I tried to lean her back on to the couch so that she wouldn't be uncomfortable, but she wriggled out from under me and pulled me up to standing.

"No, this way." She led me over to the piano and pushed me down on to the bench, straddling my hips. "This was my dream. Now you'll think of this moment whenever you play," she said in between kisses.

I did not know this Christine! But I had read that pregnancy hormones could have this effect. And so, dropping all barriers of right and wrong, I let her take what she needed from me.

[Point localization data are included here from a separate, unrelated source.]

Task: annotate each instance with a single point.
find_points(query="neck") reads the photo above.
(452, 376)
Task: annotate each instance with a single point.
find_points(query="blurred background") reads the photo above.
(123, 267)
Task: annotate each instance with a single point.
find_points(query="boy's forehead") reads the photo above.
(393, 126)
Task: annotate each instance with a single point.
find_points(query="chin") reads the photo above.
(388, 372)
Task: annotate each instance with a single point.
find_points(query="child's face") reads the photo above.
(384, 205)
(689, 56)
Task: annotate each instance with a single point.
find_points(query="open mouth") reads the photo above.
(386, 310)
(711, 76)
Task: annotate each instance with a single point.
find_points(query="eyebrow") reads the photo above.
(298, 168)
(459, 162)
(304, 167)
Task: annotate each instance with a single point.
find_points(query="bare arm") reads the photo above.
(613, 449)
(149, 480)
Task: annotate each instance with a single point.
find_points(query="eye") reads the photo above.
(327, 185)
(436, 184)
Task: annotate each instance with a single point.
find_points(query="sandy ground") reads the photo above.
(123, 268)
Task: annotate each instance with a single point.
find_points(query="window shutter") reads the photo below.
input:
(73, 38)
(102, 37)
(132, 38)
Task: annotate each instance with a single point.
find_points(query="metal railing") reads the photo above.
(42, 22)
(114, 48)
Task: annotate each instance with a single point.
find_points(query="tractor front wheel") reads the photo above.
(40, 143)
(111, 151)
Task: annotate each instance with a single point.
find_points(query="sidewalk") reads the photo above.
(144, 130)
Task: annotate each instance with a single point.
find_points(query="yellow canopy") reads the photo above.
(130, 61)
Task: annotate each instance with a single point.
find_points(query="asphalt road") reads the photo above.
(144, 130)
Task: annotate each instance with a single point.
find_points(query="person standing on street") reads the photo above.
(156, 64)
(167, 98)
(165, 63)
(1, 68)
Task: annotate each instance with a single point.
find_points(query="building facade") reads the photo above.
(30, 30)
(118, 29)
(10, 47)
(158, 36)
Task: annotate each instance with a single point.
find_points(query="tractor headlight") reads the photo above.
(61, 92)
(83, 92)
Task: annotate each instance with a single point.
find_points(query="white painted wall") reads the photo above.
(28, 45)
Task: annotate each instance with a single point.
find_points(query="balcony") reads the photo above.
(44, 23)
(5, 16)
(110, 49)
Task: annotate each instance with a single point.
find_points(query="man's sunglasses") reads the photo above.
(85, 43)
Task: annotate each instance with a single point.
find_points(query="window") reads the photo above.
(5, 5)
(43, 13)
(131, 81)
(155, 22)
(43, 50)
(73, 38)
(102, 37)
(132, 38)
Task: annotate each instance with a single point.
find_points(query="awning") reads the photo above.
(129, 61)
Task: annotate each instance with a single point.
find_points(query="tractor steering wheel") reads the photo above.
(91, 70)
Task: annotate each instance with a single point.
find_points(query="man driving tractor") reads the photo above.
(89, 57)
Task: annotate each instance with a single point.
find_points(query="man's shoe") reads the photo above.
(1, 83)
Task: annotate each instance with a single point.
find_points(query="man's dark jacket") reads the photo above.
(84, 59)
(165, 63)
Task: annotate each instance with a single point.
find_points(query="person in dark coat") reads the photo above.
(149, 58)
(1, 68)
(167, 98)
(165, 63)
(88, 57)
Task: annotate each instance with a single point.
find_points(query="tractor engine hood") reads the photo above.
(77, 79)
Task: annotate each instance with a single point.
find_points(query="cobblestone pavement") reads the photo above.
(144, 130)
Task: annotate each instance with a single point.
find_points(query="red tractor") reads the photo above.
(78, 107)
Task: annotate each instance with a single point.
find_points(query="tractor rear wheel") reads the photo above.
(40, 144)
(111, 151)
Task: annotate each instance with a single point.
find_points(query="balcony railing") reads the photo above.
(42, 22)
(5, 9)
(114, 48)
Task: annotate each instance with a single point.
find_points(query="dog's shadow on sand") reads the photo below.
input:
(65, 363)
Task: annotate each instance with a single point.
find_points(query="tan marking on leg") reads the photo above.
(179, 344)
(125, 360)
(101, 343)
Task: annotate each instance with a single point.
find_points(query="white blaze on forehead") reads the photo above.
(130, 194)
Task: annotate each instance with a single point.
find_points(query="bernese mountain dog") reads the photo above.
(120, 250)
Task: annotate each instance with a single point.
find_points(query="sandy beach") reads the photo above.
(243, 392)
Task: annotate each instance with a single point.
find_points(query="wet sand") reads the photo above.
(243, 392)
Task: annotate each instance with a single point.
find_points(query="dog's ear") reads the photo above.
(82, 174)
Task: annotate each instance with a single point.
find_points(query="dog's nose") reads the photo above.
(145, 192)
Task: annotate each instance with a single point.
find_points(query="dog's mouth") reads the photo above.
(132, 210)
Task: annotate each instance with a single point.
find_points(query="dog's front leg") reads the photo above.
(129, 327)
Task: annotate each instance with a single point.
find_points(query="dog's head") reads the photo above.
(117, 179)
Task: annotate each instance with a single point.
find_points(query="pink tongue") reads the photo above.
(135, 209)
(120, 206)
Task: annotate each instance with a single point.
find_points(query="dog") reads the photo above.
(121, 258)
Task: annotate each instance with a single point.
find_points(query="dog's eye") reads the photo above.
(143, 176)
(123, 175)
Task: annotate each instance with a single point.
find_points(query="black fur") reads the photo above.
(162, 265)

Once it was done, I feared the look in her eyes. Had I taken advantage? But no, she cuddled in to me, trailing her fingertips across my jacket.

"You smell nice, Erik. I always liked the way you smelt."

"Thank you," I replied, taken aback by her compliment. I had assumed that I must surely smell of death, what with living in the dank catacombs. I found myself inquisitive and asked; "What is it that I smell of?"

"Candle wax and manuscript paper. You smell like home, you comfort me."

Oh, Christine...why must you say such things that only make me love you more?

A few days later, Christine returned, carrying a basket and that ever-present glow she had taken on recently. She really was an angel...

"I need to purchase a few things for the baby. I haven't bought anything yet but I have been longing to. I was wondering if you would like to accompany me, perhaps choose a few of the items yourself?"

"You would allow that?"

"Well," she said, looking around my parlour then eyeing me up and down, "you are known to have exquisite taste."

She was making light of the situation, but I felt a lump in my throat and had to turn away so that she could not see the tears forming in my eyes. She really did want me to be part of this whole process and I felt humbled.

"I would enjoy that, Christine, thank you for asking me." I proffered my arm and took the basket from her as we made our way up and on to the street.